Pada akhir tahun 1991, Uni Soviet, negara adikuasa kedua,
pecah menjadi 14 Republik independen. Hanya di Cina, Korea Utara, Vietnam, Laos
dan Kuba rezim-rezim komunis masih berhasil berpegang pada kekuasaan. Namun
mereka pun berhadapan dengan pilihan dilematis: mengubah perekonomian menjadi
ekonomi pasar dan dengan demikian
melepaskan sosialisme, atau ketinggalan zaman mirip fosil dari Jurassik Park.
Penutup
Pragmatisme
kekuasaan yang menggunakan segala cara
dan kediktatoran melalui Partai Komunis (baik pada tingkat nasional maupun
tingkat internasional) demi mewujudkan sosialisme yang dicita-citakan sejak awal, terbukti
tidak berhasil karena mengabaikan ideologi, etika, penghormatan hak asasi
manusia serta kesejahteraan masyarakat.

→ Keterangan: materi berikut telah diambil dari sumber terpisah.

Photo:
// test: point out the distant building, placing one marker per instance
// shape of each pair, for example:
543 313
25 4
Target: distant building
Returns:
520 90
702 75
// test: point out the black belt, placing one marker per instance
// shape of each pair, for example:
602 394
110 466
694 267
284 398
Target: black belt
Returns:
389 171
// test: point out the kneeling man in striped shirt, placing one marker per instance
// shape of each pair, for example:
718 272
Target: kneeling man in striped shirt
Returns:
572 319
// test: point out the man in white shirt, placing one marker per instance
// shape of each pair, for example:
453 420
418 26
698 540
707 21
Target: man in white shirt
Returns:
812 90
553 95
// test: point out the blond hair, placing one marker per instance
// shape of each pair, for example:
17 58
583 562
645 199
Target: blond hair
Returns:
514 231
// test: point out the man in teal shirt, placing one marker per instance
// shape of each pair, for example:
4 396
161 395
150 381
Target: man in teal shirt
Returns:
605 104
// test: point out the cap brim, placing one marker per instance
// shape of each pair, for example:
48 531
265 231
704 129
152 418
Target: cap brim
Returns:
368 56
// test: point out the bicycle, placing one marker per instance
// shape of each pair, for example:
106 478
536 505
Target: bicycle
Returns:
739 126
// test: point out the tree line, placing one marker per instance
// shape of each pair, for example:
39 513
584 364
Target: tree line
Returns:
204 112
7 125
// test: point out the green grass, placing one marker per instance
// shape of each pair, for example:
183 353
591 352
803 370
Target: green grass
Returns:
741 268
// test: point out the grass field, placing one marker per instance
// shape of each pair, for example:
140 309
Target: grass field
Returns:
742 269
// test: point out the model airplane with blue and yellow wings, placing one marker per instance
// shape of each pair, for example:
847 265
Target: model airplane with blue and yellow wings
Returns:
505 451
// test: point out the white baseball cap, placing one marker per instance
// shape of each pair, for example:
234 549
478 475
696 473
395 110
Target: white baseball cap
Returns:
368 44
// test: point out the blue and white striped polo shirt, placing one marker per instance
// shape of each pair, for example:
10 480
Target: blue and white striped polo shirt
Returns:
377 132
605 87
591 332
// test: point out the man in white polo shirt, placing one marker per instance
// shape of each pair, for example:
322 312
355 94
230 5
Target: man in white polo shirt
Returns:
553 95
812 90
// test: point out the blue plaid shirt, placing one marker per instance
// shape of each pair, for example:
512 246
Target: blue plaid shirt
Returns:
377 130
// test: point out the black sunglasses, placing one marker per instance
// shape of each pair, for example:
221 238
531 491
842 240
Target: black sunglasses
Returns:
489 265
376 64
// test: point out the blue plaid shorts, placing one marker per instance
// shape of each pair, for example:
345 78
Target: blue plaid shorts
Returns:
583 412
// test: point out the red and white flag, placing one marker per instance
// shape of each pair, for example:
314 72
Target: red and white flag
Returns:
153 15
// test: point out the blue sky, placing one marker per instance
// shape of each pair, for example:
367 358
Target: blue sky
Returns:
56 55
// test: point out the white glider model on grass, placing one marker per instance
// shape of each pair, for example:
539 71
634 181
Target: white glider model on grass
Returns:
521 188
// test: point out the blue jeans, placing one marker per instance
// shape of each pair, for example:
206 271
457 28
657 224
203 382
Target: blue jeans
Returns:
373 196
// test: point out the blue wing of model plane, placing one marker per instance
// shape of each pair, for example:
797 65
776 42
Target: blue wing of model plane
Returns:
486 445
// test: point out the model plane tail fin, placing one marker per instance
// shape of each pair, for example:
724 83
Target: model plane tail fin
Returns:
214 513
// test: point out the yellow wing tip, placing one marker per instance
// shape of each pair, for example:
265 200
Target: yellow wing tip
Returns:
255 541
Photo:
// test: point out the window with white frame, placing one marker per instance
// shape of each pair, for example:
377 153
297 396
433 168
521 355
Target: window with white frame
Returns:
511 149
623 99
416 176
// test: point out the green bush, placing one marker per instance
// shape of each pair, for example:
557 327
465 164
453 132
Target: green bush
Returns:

Pelajaran berharga bagi penguasa-penguasa dan politisi jaman
sekarang adalah bahwa suatu ideologi hanya dapat dan mungkin berhasil
diwujudkan bila sistem kekuasaannya diterima dan dibenarkan oleh masyarakatnya.
DAFTAR PUSTAKA
Magnis-Suseno, Franz,
1999, Pemikiran Karl Marx, Dari
Sosialisme Utopis ke Perselisihan Revisionisme, Jakarta: Gramedia
---------------------------, 2003, Dalam
Bayang-Bayang Lenin, Enam Pemikiran Marxisme Dari Lenin sampai Tan Malaka, Jakarta:
Gramedia
----------------------------, 2013, Dari Mao ke Marcuse, Percikan Filsafat
Marxis Pasca-Lenin, Jakarta: Gramedia
[1]
Pemikiran Marx diambil dari Buku Franz Magnis-Suseno, Pemikiran Karl Marx, Gramedia: Jakarta, 1999, halaman 8-11.
[2] Diambil
dari buku Franz Magnis-Suseno, Dalam
Bayang-Bayang Lenin, Enam Pemikiran Marxisme dari Lenin sampai Tan Malaka,
Gramedia, Jakarta: 2003, Hl. 42-50.
[3]
Referensi dari buku Diambil dari buku Franz Magnis-Suseno, Dalam Bayang-Bayang Lenin, Enam Pemikiran Marxisme dari Lenin sampai
Tan Malaka, Gramedia, Jakarta: 2003, Halaman. 234-238.